Toronto-based Formic AI has unveiled Boreal, an explainable language model designed for organizations that require verifiable, auditable AI outputs in high-stakes professional environments.
Unlike conventional large language models that rely primarily on probabilistic text generation, Boreal converts unstructured documents into a structured knowledge graph. Each response is cross-checked against original source materials before being delivered, with reasoning steps logged so users can trace how an answer was produced from start to finish.
Formic AI says this approach shifts AI risk away from opaque “black box” outputs toward evidence-based interpretation. “Trust comes from being able to check the answer and the path that produced it,” said CEO Daniel Escott, adding that Boreal provides clear links back to source documents and a simple audit trail for review.

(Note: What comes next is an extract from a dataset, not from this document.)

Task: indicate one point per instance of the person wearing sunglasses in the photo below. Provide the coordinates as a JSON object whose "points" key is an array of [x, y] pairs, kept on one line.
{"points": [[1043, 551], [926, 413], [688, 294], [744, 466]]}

The platform combines a neuro-symbolic engine for precise, auditable analysis with a generative component for drafting and conversational tasks, according to CTO Varun Ranganathan. Deterministic checks are built in to block unsupported statements before they reach users, while a precomputed graph-traversal design reduces compute requirements and supports more efficient deployments.
Boreal can be deployed in on-premises or air-gapped environments and can also act as a governance layer around existing AI tools, adding grounding and auditability without forcing organizations to overhaul current workflows.
Formic AI also announced an academic partnership with York University Connected Minds, where Boreal will be supported through a Prototyping Award that includes funding and commercialization assistance.